The benefit is from the actual ferment — the breakdown of the nutrients in the food and the nutrients that are produced as a result of the ferment. These bacterial peptides and peptidoglycans can be very healing for the gut and may support the bacteria that are part of your microbiome.
You may have thought that fermented foods provide the beneficial bacteria, but these bacteria die as they travel through the digestive system and just pass through.
The gut is an ecosystem. We need many different strains of bacteria and we need overlap in what they do for us. In this way, if some strains die off (or are killed by outside factors such as medications) you still have other species that can do the same for you.
Bacterial diversity protects you from pathogenic species that can overtake the microbiome. Additionally, the more diverse, the more functions they can do for you.
Instead of trying to kill off the bad bacteria, the best approach is to nourish the microbiome and support it in order to increase diversity. When the microbiome is healthy it will naturally suppress the bad bacteria.
Much like a garden, instead of using weed killer, it is more productive to encourage the good organisms in the yard and soil and these will keep out the pests.
Create the environment that favors the growth of good bacteria. Diet is critical. Sugars, processed foods and grains are pro-inflammatory and the pro-inflammatory state encourages bad bacteria (and cancer and other diseases).

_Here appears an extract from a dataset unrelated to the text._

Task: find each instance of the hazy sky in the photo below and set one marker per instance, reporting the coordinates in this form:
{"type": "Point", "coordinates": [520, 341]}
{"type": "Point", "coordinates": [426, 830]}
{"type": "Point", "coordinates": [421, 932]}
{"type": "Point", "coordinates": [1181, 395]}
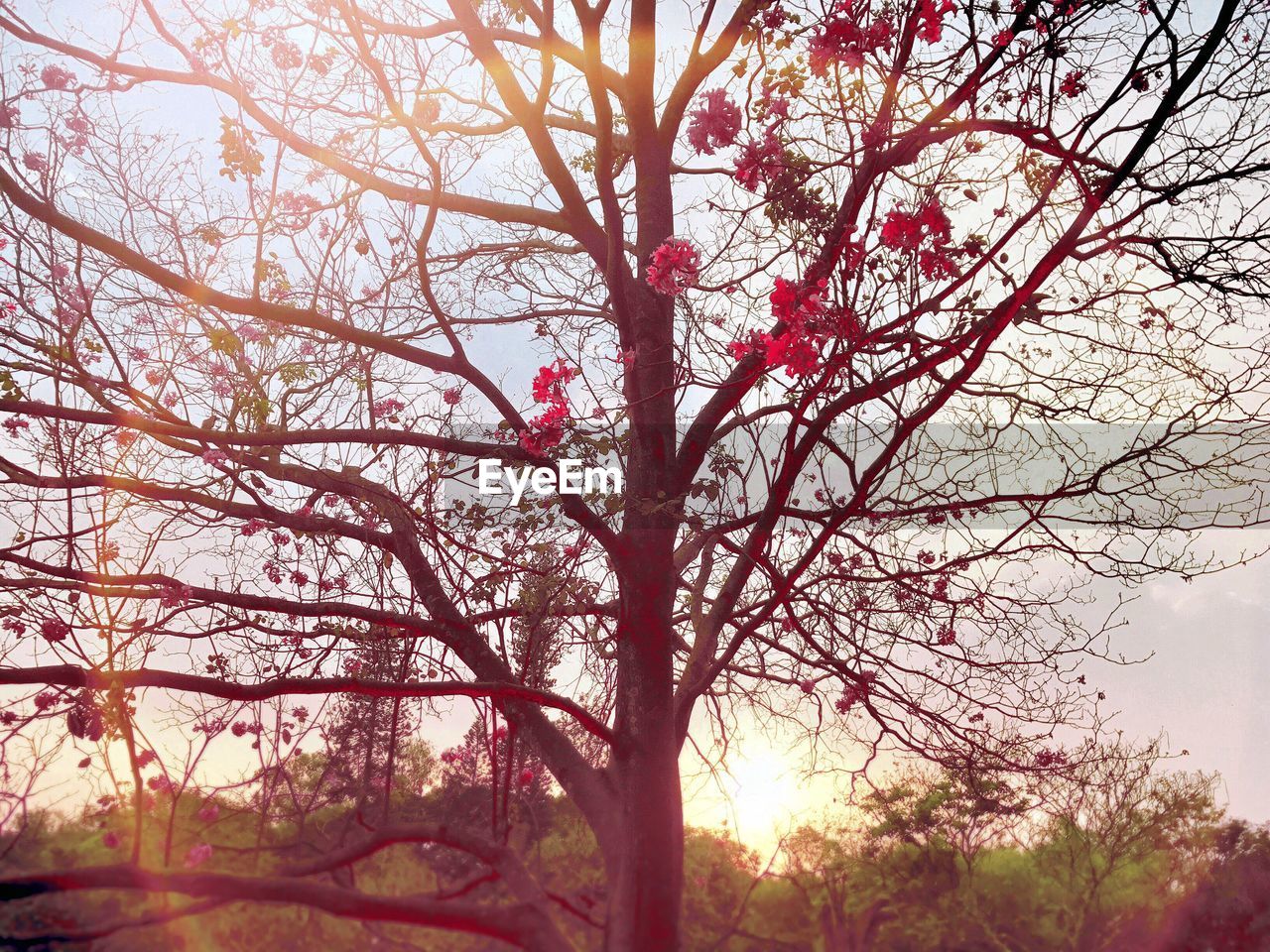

Another important action is to improve the PH by eating plant based foods as well as good animal fats, animal proteins and eating a diverse array of foods. Diverse foods will encourage diversity in the bacteria.
Fermented foods play a huge role here as they give you so many nutrients that are not available through foods. Additionally, get environmental bacteria such as soil based bacteria as these bacteria provide many beneficial functions and nutrients.
Another buzz word these days is resistant starch. Many folks, notably the Drs. Jaminet in their book, The Perfect Health Diet, talk about resistant and safe starches. These include, sweet potatoes, white potatoes, tapioca, root vegetables and white rice.
According to Dr. Permutter in his new book, Brain Maker, some of the foods that will support growth of good colonies of bacteria are, Jerusalem artichoke, jicama, dandelion greens, leeks, onions.
LPS is an indicator of intestinal inflammation. Where there is inflammation, there are pathogenic bacteria. Perhaps the most important takeaway here is that the pathogenic bacteria survive by feeding on the byproducts of inflammation (becoming a vicious cycle), yet the good bacteria survive on fermentation of fiber.
This suggests that you should eat fiber (and possibly resistant starch) to feed the good bacteria. These are all foods I love, especially jicama and leeks!